A TF-miRNA differential co-regulatory network was constructed using the TFmiR webserver for each set of DE genes [7]. TFmiR analyzes four different types of regulatory interactions, TF → gene, TF → miRNA, miRNA → miRNA, and miRNA → gene. As evidence for these interactions, TFmiR uses information from the following established repositories: TransFac, OregAnno, and MsigDB (for TF → gene links), TransmiR (for TF → miRNA links), mirTarBase, TarBase and miRecords (for miRNA → genes links), and PmmR (for miRNA → miRNA links). In the present case when only DE genes are provided as input, TFmiR identifies the set of missing miRNAs whose target genes as well as regulator TFs are significantly enriched within the input deregulated genes using the hypergeometric distribution function followed by the Benjamini–Hochberg adjustment with a cutoff value of 0.001 [7]. In this work, we focused on disease-specific networks and thus applied the filter for known disease-associated genes based on experimental evidence in TFmiR for hepatocellular carcinoma and breast neoplasms.

Topology inference

For the constructed disease-specific networks involving TFs, microRNAs, and target genes, we selected the top 10% highest centrality nodes as hub-degree nodes.

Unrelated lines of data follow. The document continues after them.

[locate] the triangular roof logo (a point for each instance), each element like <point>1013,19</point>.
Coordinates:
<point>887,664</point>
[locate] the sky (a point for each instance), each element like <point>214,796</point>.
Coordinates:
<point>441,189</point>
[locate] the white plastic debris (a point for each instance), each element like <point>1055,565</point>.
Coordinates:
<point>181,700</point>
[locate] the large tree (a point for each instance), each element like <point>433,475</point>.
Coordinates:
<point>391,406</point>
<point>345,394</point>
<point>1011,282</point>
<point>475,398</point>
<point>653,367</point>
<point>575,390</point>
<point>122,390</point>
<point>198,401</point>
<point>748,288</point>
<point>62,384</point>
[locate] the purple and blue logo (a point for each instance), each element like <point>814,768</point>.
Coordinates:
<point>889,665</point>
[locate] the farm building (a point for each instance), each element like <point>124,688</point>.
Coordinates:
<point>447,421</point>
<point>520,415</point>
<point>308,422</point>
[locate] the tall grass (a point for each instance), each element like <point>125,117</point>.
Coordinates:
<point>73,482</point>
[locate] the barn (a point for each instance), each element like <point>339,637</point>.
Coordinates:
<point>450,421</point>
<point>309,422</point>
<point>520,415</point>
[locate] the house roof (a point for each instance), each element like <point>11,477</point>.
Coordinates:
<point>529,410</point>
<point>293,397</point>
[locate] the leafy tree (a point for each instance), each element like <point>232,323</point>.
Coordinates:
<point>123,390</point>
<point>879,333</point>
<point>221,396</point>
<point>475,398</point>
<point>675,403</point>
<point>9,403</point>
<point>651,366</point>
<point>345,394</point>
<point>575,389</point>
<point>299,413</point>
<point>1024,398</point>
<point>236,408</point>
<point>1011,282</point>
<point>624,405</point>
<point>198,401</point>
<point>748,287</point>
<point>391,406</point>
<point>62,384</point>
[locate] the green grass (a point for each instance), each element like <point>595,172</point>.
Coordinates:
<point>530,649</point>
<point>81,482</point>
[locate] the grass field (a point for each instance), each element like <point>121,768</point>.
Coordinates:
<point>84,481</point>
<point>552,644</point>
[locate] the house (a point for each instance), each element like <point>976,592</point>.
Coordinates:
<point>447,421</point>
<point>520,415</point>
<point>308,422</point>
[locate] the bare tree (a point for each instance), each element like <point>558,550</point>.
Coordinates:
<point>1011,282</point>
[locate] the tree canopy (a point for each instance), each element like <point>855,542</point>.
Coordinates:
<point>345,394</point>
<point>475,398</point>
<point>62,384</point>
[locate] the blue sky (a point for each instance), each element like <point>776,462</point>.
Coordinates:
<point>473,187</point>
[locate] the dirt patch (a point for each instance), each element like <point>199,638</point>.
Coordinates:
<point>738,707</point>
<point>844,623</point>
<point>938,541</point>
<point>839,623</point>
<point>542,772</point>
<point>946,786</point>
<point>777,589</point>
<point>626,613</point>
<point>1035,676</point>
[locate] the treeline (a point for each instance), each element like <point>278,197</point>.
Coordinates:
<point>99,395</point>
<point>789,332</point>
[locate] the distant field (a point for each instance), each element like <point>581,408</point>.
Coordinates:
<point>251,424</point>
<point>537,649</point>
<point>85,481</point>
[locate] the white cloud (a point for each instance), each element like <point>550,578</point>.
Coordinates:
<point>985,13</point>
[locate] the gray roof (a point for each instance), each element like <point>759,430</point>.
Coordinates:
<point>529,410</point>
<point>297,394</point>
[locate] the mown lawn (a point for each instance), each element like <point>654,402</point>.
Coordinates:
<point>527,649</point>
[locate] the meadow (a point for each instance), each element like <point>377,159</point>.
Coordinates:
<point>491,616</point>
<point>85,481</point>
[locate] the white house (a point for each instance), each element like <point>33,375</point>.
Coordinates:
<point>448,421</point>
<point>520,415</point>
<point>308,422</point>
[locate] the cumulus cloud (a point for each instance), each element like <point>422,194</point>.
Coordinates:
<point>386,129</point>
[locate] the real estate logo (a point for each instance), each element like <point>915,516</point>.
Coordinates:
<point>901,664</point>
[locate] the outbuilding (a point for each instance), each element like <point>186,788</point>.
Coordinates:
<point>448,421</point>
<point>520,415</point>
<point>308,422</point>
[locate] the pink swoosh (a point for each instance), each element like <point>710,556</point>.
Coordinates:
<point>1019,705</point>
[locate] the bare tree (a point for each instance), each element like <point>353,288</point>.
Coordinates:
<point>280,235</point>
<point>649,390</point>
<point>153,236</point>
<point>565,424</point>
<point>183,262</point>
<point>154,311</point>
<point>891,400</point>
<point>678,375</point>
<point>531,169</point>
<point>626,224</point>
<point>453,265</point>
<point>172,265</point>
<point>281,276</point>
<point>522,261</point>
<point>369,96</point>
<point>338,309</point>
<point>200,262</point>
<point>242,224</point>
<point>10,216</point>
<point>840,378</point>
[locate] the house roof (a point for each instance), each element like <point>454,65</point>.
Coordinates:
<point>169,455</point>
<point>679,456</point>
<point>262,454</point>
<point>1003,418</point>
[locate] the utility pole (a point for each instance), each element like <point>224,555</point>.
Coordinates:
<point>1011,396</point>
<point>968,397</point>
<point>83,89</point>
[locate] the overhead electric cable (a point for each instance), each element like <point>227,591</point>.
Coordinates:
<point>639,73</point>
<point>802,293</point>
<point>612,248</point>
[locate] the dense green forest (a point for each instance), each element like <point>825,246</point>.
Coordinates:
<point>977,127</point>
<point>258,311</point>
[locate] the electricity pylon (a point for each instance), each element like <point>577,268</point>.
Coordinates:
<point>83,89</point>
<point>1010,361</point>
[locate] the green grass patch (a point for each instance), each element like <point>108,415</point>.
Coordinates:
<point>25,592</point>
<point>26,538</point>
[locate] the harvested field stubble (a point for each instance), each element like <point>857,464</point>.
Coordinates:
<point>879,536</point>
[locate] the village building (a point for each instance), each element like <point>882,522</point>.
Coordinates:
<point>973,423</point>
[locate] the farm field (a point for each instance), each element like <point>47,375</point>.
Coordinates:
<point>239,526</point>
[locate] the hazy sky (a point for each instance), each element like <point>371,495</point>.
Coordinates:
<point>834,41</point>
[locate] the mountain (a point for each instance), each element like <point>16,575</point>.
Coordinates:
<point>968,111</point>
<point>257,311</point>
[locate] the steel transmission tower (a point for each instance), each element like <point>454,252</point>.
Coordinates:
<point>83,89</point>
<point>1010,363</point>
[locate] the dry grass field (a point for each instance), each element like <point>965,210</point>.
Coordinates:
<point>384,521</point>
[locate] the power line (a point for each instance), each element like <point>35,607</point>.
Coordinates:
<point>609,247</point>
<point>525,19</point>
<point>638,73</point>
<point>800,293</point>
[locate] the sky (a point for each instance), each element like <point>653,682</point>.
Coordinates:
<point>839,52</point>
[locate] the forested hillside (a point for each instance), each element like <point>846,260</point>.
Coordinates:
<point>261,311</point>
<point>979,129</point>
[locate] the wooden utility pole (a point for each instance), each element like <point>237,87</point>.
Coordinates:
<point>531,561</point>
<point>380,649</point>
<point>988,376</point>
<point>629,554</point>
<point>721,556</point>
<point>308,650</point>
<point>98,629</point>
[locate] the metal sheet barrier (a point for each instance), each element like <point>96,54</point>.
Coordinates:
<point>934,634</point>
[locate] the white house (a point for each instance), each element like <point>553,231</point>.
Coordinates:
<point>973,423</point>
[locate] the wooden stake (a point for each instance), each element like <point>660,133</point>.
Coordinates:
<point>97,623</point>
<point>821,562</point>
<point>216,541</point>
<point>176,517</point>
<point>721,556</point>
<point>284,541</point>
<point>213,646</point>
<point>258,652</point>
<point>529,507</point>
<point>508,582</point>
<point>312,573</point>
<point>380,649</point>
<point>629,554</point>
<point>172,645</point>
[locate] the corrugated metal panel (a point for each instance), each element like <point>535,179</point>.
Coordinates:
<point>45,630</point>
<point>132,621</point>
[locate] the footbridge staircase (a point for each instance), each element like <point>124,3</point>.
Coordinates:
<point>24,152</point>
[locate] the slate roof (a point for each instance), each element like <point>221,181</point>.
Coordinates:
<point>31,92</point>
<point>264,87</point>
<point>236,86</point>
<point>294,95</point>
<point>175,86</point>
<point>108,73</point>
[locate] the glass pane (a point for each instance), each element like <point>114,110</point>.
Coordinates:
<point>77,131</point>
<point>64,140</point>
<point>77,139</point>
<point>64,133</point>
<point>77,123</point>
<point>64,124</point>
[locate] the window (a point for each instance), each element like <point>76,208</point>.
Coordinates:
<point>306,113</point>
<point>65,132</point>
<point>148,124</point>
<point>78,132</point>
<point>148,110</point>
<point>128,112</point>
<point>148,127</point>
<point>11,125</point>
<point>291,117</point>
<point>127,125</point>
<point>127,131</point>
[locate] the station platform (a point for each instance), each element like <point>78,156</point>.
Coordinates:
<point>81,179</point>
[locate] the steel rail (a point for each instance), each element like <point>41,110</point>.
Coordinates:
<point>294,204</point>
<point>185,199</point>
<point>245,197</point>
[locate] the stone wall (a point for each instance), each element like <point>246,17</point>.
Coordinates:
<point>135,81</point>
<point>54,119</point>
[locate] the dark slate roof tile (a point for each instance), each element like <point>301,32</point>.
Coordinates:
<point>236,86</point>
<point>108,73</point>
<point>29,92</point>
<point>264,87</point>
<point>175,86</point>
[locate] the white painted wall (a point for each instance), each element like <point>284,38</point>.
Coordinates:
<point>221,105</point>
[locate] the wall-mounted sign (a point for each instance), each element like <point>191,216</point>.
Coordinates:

An MDS was calculated based on the ILP formulation described in [8], where a MDS in a regulatory network is the minimum number of regulatory genes and miRNAs that control the whole network. An MCDS was computed based on the heuristic approach mentioned in [8], where MCDS in a co-regulatory network is a set of genes and miRNAs that are connected and control the largest connected component (LCC) of the network.